In summary, saturated fats, even in significant quantities are healthful depending on their source, but perhaps not for everyone. Saturated fat increases the need for dietary choline, and in a choline and methionine deficient diet, the liver would have difficulty exporting fat (Masterjohn, 2010). Some people have a genetic defect that slows the processing of saturated fat, for example, people with the ApoE-4 gene.
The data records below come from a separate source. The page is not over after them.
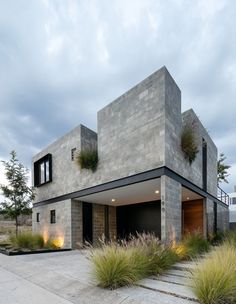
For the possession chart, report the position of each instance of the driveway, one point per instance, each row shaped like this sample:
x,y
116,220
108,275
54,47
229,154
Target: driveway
x,y
65,277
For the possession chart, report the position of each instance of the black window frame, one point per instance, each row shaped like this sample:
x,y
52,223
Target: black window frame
x,y
44,161
73,151
53,216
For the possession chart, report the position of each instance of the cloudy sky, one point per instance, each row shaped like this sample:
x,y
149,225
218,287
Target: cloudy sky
x,y
62,60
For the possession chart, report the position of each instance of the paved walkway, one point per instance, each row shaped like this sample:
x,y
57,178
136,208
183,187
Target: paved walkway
x,y
65,277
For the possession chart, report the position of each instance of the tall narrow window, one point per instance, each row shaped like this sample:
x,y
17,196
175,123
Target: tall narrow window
x,y
204,164
43,170
73,154
53,216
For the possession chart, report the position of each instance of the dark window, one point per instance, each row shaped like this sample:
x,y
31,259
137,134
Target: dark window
x,y
43,170
73,153
204,165
53,216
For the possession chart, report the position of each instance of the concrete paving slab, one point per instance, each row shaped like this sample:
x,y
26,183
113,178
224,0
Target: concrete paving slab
x,y
16,290
168,288
67,276
173,279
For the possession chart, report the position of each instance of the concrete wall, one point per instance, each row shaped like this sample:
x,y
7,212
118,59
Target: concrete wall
x,y
66,174
61,229
171,209
139,131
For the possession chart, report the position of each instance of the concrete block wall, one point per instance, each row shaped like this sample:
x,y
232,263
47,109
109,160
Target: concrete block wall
x,y
61,230
131,130
66,175
171,209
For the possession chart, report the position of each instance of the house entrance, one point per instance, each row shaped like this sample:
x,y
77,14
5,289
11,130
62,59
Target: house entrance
x,y
192,216
87,222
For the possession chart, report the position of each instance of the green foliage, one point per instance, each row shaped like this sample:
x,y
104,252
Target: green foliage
x,y
18,195
214,279
191,246
118,265
222,169
188,143
113,267
27,241
230,239
88,159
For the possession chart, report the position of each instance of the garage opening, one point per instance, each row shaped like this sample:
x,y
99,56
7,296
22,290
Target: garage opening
x,y
141,217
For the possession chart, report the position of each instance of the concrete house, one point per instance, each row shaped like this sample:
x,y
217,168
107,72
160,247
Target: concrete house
x,y
143,180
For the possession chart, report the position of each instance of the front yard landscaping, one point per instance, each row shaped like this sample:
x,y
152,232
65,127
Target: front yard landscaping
x,y
213,280
26,243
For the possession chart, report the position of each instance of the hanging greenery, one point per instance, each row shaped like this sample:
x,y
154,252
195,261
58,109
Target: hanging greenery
x,y
188,143
88,159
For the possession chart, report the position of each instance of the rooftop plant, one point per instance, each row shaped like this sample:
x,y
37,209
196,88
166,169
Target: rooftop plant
x,y
88,159
188,143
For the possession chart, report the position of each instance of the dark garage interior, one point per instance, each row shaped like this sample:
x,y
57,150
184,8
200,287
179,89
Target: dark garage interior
x,y
141,217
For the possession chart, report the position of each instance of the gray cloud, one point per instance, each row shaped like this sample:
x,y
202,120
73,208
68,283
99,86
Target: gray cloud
x,y
61,61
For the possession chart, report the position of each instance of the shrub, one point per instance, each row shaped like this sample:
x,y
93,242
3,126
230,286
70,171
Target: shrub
x,y
191,246
230,239
88,159
27,241
113,267
214,279
188,143
116,265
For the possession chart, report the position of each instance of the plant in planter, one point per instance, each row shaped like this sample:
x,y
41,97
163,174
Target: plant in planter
x,y
188,143
88,159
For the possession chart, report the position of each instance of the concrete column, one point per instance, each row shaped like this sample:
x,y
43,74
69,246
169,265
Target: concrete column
x,y
171,209
209,216
98,222
112,223
76,224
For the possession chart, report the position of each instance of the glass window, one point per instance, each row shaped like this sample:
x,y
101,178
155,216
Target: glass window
x,y
73,153
53,216
43,170
42,179
47,175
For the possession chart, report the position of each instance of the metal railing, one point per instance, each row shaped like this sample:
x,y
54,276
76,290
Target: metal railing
x,y
223,196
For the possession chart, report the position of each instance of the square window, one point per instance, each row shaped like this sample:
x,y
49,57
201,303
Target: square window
x,y
73,154
53,216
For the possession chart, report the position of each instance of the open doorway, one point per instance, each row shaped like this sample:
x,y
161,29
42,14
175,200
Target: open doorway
x,y
87,222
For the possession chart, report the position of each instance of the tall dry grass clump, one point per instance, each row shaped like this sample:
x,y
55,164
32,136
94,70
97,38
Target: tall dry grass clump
x,y
214,279
116,265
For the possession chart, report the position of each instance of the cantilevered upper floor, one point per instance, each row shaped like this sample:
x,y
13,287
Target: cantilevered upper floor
x,y
138,132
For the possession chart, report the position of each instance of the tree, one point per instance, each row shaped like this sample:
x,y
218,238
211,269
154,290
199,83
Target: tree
x,y
18,195
222,169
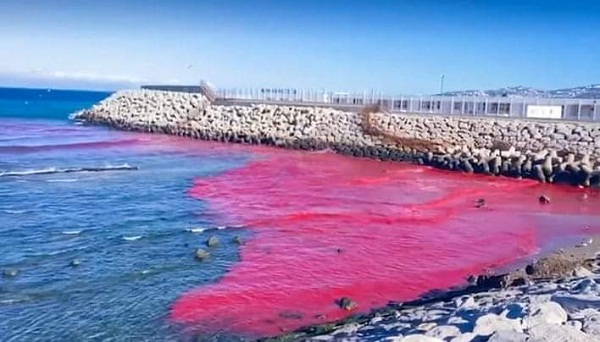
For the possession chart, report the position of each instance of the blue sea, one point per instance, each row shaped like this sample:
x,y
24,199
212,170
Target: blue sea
x,y
129,227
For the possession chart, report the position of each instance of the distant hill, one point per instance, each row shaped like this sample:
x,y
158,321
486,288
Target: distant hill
x,y
584,92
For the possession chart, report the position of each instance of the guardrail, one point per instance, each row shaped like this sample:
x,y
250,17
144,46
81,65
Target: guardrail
x,y
515,107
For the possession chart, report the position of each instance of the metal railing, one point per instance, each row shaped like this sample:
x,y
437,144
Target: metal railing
x,y
517,107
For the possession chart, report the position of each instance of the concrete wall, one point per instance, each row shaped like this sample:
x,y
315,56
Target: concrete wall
x,y
547,151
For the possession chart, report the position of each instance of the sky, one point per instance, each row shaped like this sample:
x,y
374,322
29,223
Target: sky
x,y
393,46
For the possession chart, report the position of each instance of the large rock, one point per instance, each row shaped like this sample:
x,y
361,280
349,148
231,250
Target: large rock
x,y
489,324
545,313
508,336
558,333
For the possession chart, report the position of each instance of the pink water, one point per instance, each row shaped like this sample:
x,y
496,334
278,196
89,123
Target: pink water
x,y
327,226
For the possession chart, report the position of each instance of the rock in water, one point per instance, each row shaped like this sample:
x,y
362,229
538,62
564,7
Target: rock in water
x,y
347,303
212,241
546,313
10,273
201,254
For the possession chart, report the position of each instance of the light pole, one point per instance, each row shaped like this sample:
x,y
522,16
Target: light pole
x,y
442,84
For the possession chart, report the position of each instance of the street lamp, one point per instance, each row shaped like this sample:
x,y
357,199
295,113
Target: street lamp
x,y
442,84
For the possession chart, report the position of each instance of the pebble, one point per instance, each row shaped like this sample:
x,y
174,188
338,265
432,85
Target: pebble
x,y
201,254
10,273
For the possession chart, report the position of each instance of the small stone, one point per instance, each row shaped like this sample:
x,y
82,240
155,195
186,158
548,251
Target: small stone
x,y
488,324
575,324
508,336
466,337
420,338
443,332
212,241
10,273
347,303
558,333
201,254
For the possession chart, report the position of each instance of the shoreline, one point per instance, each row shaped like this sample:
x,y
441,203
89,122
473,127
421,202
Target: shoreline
x,y
575,263
550,152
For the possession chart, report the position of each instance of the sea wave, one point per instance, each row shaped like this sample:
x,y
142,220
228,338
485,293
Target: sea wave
x,y
66,180
79,145
54,170
12,211
208,229
72,232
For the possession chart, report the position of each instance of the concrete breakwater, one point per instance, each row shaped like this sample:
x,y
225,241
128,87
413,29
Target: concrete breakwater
x,y
547,151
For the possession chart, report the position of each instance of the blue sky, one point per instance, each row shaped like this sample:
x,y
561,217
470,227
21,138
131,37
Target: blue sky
x,y
398,47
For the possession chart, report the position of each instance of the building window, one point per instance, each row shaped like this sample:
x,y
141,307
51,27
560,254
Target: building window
x,y
505,108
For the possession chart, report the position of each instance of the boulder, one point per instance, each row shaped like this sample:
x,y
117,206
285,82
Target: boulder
x,y
487,325
347,303
558,333
10,273
508,336
545,313
201,254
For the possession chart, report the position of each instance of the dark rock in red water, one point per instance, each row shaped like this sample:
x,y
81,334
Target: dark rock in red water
x,y
290,315
212,241
492,281
201,254
529,269
347,303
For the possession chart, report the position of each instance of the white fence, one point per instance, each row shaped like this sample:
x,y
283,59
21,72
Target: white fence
x,y
539,108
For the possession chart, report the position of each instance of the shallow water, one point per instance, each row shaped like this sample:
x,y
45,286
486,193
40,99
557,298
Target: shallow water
x,y
316,227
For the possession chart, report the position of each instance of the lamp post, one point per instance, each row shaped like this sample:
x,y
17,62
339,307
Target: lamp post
x,y
442,84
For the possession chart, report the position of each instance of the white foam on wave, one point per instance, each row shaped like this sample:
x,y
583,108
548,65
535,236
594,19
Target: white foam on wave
x,y
53,170
71,232
207,229
28,172
16,212
196,230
Less common mutations in the ApoB or ApoA gene may cause extreme elevations in blood cholesterol. Variations in the FTO gene affect risk for obesity or diabetes with high saturated, low polyunsaturated fat intake. Also, saturated fat is able to transport endotoxin across the gut barrier, which could cause serious complications for people with gut disbiosis (I’ll write more about this later). Animal fats could be correlated with disease risk because animal fat consumption is the primary source of certain toxins, particularly persistent organic pollutants. But for most people, reducing saturated fat intake to attempt to change cholesterol levels is treating a symptom of the problem, and ignoring the cause.